SWEET 16 REUNION/ANNIVERSARY:
• Members of the Cornell men's basketball 2009-10 NCAA Sweet 16 squad were chosen to play in The Basketball Tournament, a 32-team, winner-take-all tournament that began in June in Philadelphia, Pa.
• The Basketball Tournament (TBT) was an open, single-elimination, winner-take-all basketball tournament for $500,000.
• A total of 32 teams participated, with 24 having been chosen by fan voting and another eight (including Cornell) chosen as at-large selections by the TBT.
• The Big Red, without leading scorer Ryan Wittman '10, lost in the first round to the Illinois Hoopville Warriors 84-70. Louis Dale '10 had 30 points, while Jeff Foote '10 notched 16 points and 12 rebounds.
• The 2009-10 team that advanced to the NCAA Sweet 16 is celebrating its five year anniversary this year.
• The Ivy League champion was the first school to earn a bid to the NCAA tournament and set team and Ivy records with 29 wins.
• Earned its first two postseason wins in school history, topping higher seeded Temple (No. 5, 78-65) and Wisconsin (No. 4, 87-69) to become the first Ivy school to reach the Sweet 16 since 1979.
• Became just the ninth double-digit seed to win its first two NCAA tournament games by double figures and the first seeded No. 13 or below to do so.
• Its 16 non-conference wins was an Ivy record for a season and its 18 wins away from home (13-3 road, 5-1 neutral) were the most in the country.
• Its 12 non-league victories away from home (7-2 road, 5-1 neutral) were the most of any Division I school.
• First team in Ivy League history other than Penn or Princeton to win three consecutive outright conference crowns.
• Fifth NCAA tournament appearance in school history.
• Set team records for points (2,545), field goals made (913), 3-pointers (326), blocked shots (127) and games played (34).
• Won the 2009-10 Madison Square Garden Holiday Festival tournament title and finished 4-0 at the Legends Classic, joining Florida (4-0) as the only teams to go unbeaten in the 16-team event.
• Earned its first win over a Big East team since 1969 (St.
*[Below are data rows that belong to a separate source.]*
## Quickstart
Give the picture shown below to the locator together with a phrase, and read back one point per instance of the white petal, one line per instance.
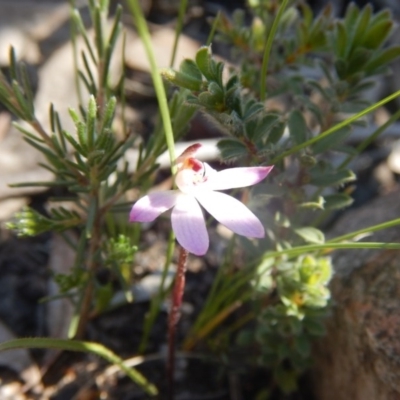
(231, 213)
(149, 207)
(189, 226)
(232, 178)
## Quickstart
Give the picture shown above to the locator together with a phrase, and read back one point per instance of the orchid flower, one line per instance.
(198, 183)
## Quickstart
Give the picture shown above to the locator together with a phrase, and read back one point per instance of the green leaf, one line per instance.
(319, 204)
(303, 345)
(276, 133)
(210, 101)
(331, 141)
(182, 80)
(310, 234)
(264, 127)
(341, 44)
(297, 127)
(341, 68)
(384, 57)
(361, 26)
(337, 201)
(190, 69)
(314, 326)
(331, 178)
(377, 35)
(231, 149)
(357, 60)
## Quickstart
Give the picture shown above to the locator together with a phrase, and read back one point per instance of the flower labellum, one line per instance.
(198, 184)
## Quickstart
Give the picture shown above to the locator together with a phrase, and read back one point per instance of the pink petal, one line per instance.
(149, 207)
(231, 213)
(189, 225)
(232, 178)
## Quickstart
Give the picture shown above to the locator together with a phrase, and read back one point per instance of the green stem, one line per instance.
(329, 246)
(369, 229)
(335, 128)
(364, 144)
(156, 301)
(177, 295)
(144, 34)
(178, 29)
(86, 347)
(267, 50)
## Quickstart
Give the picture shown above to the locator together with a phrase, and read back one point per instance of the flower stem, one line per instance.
(174, 315)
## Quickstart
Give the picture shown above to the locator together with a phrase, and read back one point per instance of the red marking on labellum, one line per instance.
(193, 164)
(189, 152)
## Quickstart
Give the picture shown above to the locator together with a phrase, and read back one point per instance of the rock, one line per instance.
(359, 358)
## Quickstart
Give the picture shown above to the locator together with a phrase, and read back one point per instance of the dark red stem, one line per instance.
(174, 314)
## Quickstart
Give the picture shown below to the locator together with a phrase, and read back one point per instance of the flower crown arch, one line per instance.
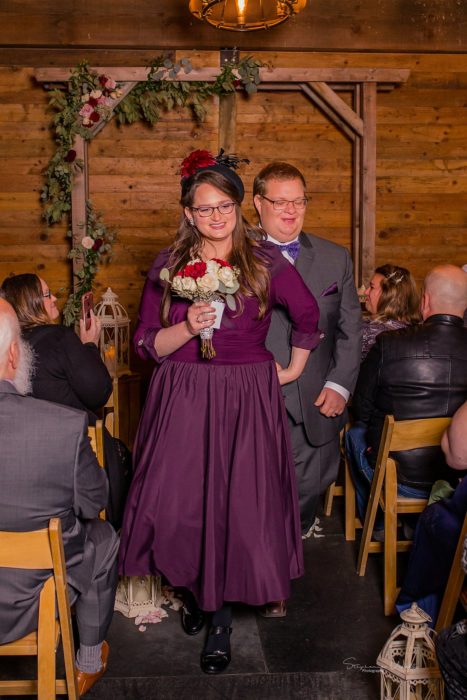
(85, 100)
(147, 92)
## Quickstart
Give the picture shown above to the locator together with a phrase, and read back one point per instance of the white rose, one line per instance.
(226, 276)
(87, 242)
(208, 283)
(212, 267)
(188, 284)
(177, 283)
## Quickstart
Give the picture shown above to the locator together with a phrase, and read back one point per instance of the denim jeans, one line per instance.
(362, 474)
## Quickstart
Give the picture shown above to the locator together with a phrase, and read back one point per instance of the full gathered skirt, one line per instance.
(213, 503)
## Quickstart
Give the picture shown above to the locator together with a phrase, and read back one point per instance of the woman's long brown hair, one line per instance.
(254, 275)
(399, 300)
(24, 292)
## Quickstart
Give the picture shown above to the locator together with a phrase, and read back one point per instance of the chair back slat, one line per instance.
(25, 550)
(96, 436)
(412, 434)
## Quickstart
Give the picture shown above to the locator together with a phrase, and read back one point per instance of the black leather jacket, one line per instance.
(417, 372)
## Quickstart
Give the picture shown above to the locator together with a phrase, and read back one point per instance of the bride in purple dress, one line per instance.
(213, 503)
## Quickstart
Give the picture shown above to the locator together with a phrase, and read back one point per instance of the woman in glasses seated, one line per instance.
(391, 301)
(67, 368)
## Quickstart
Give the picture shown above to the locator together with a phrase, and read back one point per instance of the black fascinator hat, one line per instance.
(199, 161)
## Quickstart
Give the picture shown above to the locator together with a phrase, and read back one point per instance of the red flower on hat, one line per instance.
(196, 160)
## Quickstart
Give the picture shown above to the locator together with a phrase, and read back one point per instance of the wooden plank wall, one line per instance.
(421, 215)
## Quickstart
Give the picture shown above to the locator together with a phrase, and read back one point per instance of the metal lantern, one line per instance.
(114, 342)
(409, 670)
(137, 596)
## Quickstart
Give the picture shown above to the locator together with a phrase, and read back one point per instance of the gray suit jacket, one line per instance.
(47, 470)
(327, 271)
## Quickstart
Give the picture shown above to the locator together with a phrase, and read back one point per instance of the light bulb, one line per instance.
(241, 8)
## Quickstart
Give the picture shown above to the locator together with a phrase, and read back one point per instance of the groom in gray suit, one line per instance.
(48, 470)
(315, 403)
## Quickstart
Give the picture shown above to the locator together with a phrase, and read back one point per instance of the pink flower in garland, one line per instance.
(70, 156)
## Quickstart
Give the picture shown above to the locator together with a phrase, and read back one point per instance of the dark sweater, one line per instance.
(68, 371)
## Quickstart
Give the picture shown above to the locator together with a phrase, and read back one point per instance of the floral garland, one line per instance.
(86, 102)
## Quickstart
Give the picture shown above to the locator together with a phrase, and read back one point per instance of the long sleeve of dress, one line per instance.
(289, 290)
(87, 374)
(149, 323)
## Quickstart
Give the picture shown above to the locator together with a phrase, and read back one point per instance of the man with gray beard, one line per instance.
(48, 470)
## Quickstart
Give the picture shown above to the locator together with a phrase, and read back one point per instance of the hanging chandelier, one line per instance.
(245, 15)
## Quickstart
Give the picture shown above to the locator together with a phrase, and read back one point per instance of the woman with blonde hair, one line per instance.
(392, 301)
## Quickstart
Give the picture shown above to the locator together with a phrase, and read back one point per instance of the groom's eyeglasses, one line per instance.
(281, 204)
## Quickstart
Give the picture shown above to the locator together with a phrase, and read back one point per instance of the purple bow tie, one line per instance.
(291, 249)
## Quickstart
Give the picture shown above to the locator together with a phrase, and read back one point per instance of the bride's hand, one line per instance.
(199, 315)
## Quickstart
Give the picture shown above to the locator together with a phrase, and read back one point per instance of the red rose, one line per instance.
(223, 263)
(70, 156)
(195, 161)
(195, 270)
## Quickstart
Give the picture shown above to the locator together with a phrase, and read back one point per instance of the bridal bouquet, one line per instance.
(214, 281)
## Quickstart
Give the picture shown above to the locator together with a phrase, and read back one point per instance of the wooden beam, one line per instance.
(356, 198)
(227, 122)
(337, 104)
(267, 75)
(324, 106)
(368, 180)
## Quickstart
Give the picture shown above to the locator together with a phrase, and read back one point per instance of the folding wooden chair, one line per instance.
(454, 588)
(347, 490)
(42, 549)
(96, 436)
(397, 435)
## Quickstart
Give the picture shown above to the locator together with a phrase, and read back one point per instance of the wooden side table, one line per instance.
(122, 410)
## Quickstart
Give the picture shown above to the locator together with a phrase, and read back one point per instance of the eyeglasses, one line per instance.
(226, 208)
(281, 204)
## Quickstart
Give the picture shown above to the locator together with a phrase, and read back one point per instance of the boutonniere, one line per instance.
(332, 289)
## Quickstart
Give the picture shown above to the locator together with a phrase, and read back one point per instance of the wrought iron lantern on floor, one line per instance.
(114, 342)
(138, 595)
(409, 670)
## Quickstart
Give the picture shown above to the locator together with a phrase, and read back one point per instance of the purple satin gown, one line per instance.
(213, 503)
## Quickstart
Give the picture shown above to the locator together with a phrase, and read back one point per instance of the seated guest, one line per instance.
(417, 372)
(438, 530)
(67, 369)
(392, 302)
(48, 470)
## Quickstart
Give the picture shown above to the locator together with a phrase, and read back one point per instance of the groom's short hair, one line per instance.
(277, 170)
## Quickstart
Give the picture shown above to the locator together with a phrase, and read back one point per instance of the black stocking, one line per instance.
(220, 642)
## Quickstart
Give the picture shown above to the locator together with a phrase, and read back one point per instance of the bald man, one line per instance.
(417, 372)
(48, 470)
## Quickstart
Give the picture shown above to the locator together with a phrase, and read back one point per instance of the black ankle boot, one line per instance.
(215, 656)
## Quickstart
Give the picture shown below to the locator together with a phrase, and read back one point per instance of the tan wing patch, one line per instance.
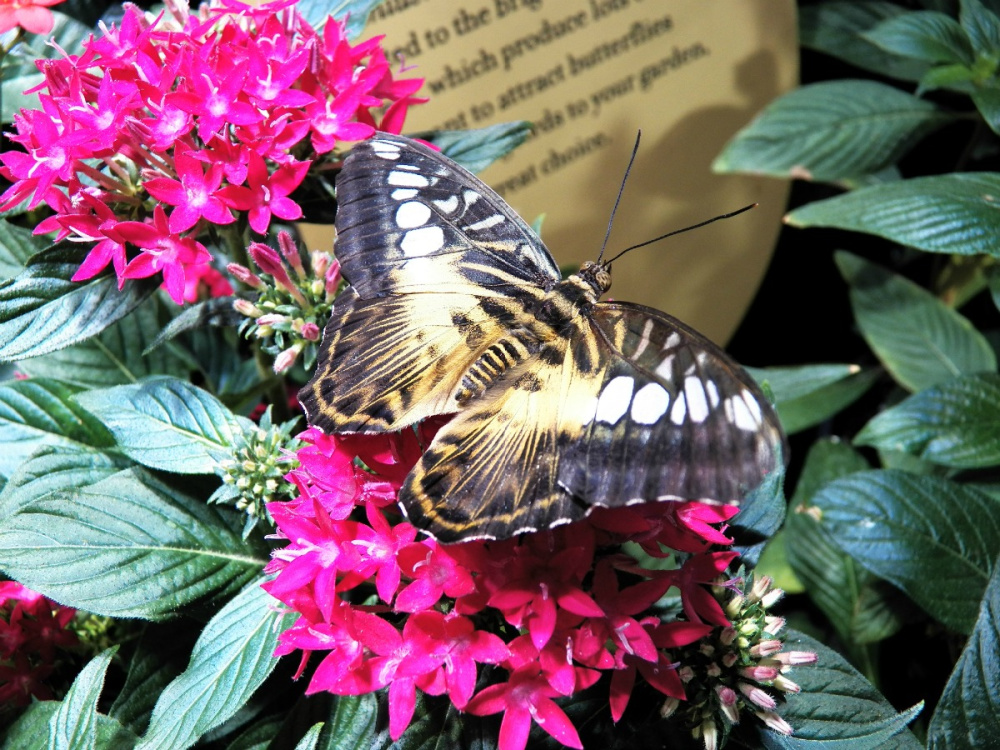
(493, 471)
(392, 361)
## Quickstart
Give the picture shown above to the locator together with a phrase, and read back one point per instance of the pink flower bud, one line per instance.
(759, 674)
(291, 253)
(245, 275)
(247, 308)
(757, 696)
(310, 332)
(766, 648)
(286, 358)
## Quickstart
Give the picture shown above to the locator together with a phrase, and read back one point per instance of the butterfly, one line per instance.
(561, 402)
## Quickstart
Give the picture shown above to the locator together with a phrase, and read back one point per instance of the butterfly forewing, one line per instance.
(408, 221)
(561, 403)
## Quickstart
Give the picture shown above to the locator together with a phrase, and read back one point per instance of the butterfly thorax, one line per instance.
(558, 313)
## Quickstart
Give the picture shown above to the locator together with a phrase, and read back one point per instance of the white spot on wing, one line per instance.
(407, 179)
(614, 399)
(412, 214)
(650, 403)
(644, 341)
(448, 205)
(385, 150)
(743, 411)
(424, 241)
(679, 412)
(694, 392)
(490, 221)
(666, 368)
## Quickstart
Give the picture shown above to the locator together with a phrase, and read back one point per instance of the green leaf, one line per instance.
(831, 131)
(74, 724)
(310, 739)
(932, 538)
(352, 723)
(837, 707)
(923, 35)
(127, 546)
(354, 12)
(16, 246)
(967, 715)
(847, 593)
(761, 515)
(217, 311)
(55, 468)
(160, 656)
(31, 730)
(477, 149)
(954, 424)
(836, 28)
(42, 311)
(987, 101)
(115, 356)
(20, 73)
(920, 340)
(232, 658)
(982, 26)
(166, 424)
(954, 213)
(43, 412)
(805, 396)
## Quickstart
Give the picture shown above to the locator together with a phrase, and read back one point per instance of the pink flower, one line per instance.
(31, 15)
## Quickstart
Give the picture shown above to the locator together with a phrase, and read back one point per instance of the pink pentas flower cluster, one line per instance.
(388, 608)
(32, 629)
(165, 127)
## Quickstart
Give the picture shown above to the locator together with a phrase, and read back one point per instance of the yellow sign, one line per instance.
(589, 74)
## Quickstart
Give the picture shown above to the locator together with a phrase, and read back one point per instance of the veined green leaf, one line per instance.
(920, 340)
(42, 412)
(982, 26)
(115, 356)
(477, 149)
(837, 708)
(31, 730)
(953, 213)
(837, 28)
(848, 594)
(74, 724)
(166, 424)
(21, 73)
(127, 546)
(831, 131)
(232, 658)
(924, 35)
(954, 424)
(934, 539)
(805, 396)
(969, 707)
(42, 310)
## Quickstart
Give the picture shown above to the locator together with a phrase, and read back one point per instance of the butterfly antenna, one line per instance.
(731, 214)
(631, 161)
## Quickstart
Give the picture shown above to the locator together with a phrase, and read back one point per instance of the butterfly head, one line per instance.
(597, 275)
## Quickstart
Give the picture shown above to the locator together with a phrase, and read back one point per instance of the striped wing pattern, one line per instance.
(562, 403)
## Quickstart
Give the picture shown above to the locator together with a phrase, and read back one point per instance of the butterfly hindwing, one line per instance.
(408, 221)
(674, 417)
(561, 403)
(632, 407)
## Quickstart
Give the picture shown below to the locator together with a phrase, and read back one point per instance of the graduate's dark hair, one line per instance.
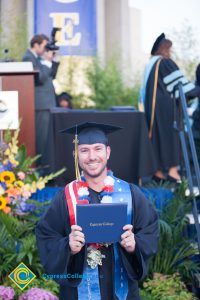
(164, 44)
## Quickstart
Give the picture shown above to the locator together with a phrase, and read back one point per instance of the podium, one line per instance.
(22, 80)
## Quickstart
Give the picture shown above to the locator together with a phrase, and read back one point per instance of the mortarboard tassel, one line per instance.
(78, 176)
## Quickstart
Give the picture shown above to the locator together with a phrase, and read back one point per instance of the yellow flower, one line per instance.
(33, 187)
(14, 162)
(7, 152)
(1, 191)
(19, 183)
(7, 210)
(7, 177)
(14, 149)
(3, 203)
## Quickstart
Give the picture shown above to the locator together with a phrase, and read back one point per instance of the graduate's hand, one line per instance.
(76, 239)
(127, 239)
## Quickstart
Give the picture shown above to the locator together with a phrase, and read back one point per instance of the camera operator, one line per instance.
(45, 99)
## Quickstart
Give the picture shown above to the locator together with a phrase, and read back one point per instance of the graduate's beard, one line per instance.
(88, 174)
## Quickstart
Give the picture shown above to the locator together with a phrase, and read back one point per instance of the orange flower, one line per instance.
(3, 203)
(13, 192)
(7, 177)
(7, 210)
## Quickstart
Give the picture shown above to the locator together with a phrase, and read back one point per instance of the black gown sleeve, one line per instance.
(145, 228)
(52, 235)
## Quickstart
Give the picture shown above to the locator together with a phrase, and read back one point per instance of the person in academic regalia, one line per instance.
(96, 271)
(161, 78)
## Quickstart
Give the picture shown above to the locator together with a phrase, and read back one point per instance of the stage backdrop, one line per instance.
(77, 20)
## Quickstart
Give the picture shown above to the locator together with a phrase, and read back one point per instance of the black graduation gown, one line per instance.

John's) and its first victory over an SEC team since 1972 (Alabama).
• Finished first or second in the Ivy League in 13 of 16 team statistical categories and led the conference in eight.
• Ryan Wittman was named Ivy League Player of the Year.
• Wittman was joined on the All-Ivy first team by Louis Dale and Jeff Foote, becoming the seventh trio of teammates to earn first-team All-Ivy accolades in the same season.
• Foote captured his second straight Defensive Player of the Year nod, making him the only player to ever earn the award (started in 2008-09).

CORNELL IN OVERTIME:
• Head coach Bill Courtney's record is 4-4 in overtime games during his five seasons, including 0-1 this season.
• Cornell went 3-1 in overtime in 2011-12, matching a school record for most overtime games in a season.
• All-time, dating back to the first overtime game against Penn way back in 1922, Cornell is 38-48 in games that go an extra period.
• Cornell is 5-9 in multiple overtime games, with the longest game for the Big Red being a five overtime contest against Princeton, won by the Tigers 66-61 on Feb. 24, 1979 at Barton Hall.
• Cornell is 29-18 in home overtime games, 2-2 in neutral contests and 8-27 in road games.

NEXT UP:
• Cornell begins a four-game Ivy League road swing when it visits Dartmouth on Friday, Feb. 13 at 7 p.m., then heads to Harvard on Saturday, Feb. 14 at 6 p.m.